Florida's Kennedy Space Center's Visitors Center will receive orbiter Atlantis, the fourth space rated shuttle craft.

The Kennedy Space Center's Visitor's Center will begin construction soon of a $100 million exhibit to showcase Atlantis for the public.

The planned 64,000-square foot indoor floor plan will be highlighted by displaying the space flown orbiter above the crowd, angled slightly and the payload bay doors open.

A scale model of the Hubble Space Telescope is expected to hang behind the orbiter with the orbiter's robotic arm raised skyward.

The California Science Center located in Los Angeles, near where the orbiters were built will become the new home for NASA's youngest orbiter Endeavour.

Each of the five main orbiters and the one prototype test orbiter were built at Rockwell over an eighteen year period.

The Intrepid Sea, Air and Space museum, located on New York City's west side, was selected to receive Enterprise.

The aeronautical museum hosted a viewing event in which museum president Susan Marenoff- Zausner, managers and the public were invited to watch the announcements on a 40-foot screen.

As the venue was announced as a future home, applause and screams sounded loudly over Bolden's announcement in the theater.

Named for the United States World War II aircraft carrier, the USS Intrepid is the center piece for the museum as she floats upon the Hudson River.

"People from across our nation and around our world will continue to learn from these amazing vehicles," Bolden said. "I want to congratulate all of these fine institutions, and wish them many visitors and exciting programs with the space shuttle fleet."

An emotional Bolden then added, "For all of them, take good care of our vehicles. They've served the nation well, and we at NASA have a deep and abiding relationship and love affair with them that's hard to put into words."

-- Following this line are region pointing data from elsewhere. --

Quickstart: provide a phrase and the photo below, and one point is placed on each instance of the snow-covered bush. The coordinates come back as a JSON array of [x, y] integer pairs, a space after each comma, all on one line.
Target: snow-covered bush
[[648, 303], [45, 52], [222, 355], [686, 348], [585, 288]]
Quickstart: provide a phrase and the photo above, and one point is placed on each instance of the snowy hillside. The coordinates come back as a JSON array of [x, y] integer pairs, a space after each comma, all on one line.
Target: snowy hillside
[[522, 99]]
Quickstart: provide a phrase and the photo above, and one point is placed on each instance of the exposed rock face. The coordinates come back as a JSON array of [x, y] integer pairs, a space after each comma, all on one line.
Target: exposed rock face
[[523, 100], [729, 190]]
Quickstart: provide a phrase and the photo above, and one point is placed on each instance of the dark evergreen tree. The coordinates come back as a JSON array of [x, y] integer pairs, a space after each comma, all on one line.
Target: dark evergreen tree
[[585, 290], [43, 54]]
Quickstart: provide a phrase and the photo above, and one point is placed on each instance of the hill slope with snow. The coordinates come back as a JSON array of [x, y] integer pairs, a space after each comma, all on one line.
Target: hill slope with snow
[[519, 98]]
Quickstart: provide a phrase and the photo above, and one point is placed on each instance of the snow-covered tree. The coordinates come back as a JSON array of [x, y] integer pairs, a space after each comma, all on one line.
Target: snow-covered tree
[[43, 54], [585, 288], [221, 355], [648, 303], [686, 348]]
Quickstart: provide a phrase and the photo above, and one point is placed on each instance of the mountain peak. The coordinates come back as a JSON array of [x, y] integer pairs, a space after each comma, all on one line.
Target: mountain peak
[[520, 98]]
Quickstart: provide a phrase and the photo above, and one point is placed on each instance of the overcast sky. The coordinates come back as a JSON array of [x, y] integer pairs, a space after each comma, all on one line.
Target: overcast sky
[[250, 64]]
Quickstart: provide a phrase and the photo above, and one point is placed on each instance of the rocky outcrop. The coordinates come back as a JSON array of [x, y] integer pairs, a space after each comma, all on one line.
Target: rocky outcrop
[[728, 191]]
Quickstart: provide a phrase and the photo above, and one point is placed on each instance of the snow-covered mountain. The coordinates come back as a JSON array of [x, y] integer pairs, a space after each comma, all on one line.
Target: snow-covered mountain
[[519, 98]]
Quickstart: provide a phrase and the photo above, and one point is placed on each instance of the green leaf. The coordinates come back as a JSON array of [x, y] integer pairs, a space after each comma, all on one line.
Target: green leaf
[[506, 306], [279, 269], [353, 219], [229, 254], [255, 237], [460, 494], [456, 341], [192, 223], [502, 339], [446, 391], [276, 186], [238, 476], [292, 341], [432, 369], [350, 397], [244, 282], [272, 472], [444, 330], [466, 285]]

Visibly absent from the announcement list was the home of the astronaut corps., the Johnson Space Center.

Employees and local politicians near Houston had hoped an orbiter would become a new resident at the space center.

NASA's first and second space-rated orbiters, Columbia and Challenger, were lost during flight in 2003 and 1986, respectively.

Most of what remains of both orbiters following their break up as Challenger launched on January 28, 1986, and Columbia re-entered the earth's atmosphere on February 1, 2003, are interned and sealed in old missile silos at Cape Canaveral.